Main Agenda: Mentan: Stok beras 4,6 juta ton aman hadapi geopolitik dan El Nino
Mentan: Stok Beras 4,6 Juta Ton Aman Hadapi Geopolitik dan El Nino
Jakarta – Menteri Pertanian Andi Amran Sulaiman menyatakan stok cadangan beras nasional mencapai 4,6 juta ton, yang dianggap cukup stabil untuk menghadapi berbagai tantangan geopolitik global serta ancaman kekeringan akibat fenomena El Nino. Dalam rapat kerja dengan Komisi IV DPR RI di Jakarta, Selasa, Amran mengungkapkan bahwa stok beras pada 7 April 2026 naik dari 4,5 juta ton sebelumnya, mencetak rekor tertinggi dalam sejarah pengelolaan pangan nasional Indonesia.
“Hari ini, 7 April 2026, stok beras mencapai 4,6 juta ton, meningkat dari angka sebelumnya 4,5 juta ton.
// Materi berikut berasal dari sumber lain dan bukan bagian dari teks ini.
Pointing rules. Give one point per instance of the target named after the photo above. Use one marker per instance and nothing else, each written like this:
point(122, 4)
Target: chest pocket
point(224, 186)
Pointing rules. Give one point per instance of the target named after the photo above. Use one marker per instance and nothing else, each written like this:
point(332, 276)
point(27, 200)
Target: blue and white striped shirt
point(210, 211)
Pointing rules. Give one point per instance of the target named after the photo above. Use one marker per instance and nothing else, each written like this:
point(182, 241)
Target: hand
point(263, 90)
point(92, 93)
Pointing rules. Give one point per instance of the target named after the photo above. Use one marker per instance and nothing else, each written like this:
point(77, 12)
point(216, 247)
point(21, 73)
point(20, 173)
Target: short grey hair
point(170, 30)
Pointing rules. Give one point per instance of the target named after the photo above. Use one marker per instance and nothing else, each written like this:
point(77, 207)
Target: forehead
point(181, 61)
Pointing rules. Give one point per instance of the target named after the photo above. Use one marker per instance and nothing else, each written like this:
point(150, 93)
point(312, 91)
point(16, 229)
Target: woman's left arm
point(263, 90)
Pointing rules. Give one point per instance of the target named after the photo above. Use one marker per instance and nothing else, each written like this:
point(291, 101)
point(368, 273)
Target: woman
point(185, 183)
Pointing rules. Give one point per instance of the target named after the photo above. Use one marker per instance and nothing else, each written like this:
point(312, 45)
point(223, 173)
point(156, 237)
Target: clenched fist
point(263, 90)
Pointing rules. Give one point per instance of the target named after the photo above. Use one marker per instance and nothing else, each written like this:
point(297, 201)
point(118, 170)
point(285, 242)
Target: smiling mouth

Ini rekor tertinggi dalam sejarah pengelolaan pangan nasional Indonesia,” ujar Amran, yang juga Kepala Badan Pangan Nasional (Kabapanas).
Menteri Pertanian menegaskan cadangan beras saat ini mampu menjaga ketersediaan pasokan dan harga di tengah tingkat ketidakpastian global yang semakin tinggi. Ia menambahkan bahwa pemerintah memastikan stok beras mencukupi kebutuhan masyarakat Indonesia hingga 10 hingga 11 bulan ke depan. Tantangan El Nino yang diperkirakan berlangsung selama enam bulan juga dapat diatasi berkat persiapan yang telah matang.
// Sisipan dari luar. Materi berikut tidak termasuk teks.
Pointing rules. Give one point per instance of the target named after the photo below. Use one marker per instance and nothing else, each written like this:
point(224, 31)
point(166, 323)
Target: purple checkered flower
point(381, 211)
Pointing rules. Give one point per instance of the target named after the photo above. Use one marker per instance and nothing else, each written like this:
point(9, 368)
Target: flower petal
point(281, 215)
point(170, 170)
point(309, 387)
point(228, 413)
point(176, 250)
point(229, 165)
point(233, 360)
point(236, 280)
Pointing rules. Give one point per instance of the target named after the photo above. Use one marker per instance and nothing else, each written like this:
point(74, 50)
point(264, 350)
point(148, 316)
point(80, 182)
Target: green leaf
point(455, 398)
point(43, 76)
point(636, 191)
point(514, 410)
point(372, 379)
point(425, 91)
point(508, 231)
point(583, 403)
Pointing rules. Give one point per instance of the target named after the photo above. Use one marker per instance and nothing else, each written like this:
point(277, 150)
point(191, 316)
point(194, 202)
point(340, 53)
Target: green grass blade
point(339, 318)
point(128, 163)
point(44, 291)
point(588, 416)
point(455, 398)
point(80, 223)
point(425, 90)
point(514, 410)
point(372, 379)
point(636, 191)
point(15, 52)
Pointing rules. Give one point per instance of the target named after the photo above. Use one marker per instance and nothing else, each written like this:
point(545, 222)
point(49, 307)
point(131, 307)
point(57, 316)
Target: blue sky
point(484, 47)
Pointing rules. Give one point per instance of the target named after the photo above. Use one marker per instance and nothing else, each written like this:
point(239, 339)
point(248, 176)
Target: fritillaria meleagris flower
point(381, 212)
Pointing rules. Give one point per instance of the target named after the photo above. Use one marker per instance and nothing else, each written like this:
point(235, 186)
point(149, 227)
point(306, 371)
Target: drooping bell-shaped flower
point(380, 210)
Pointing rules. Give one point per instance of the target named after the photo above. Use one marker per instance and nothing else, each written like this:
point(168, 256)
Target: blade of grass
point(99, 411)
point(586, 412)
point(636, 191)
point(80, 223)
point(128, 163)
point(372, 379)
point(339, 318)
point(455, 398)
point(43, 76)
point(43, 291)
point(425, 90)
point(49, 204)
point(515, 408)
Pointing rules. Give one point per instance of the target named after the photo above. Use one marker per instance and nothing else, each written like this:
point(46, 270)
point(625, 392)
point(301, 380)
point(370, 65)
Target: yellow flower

Kesiapan Terhadap Tantangan Global
Amran menekankan bahwa pangan bukan hanya kebutuhan dasar, tetapi juga isu strategis yang menentukan keberlanjutan sebuah bangsa. Karena itu, sektor pangan ditetapkan sebagai prioritas utama untuk menjaga kedaulatan nasional dan menghadapi dinamika global yang penuh ketidakpastian.
Laporan FAO menunjukkan 724 juta penduduk dunia sedang mengalami kelaparan akibat berbagai penyebab, seperti konflik dan perubahan iklim ekstrem, yang semakin menunjukkan krisis pangan secara global. Konflik geopolitik di Timur Tengah, kata Amran, berpotensi memperparah situasi dengan ancaman menghancurkan kehidupan sekitar 40 juta orang.
“Pangan juga semakin dipandang sebagai aset strategis yang berperan penting dalam stabilitas ekonomi dan geopolitik dunia,” tambah Amran.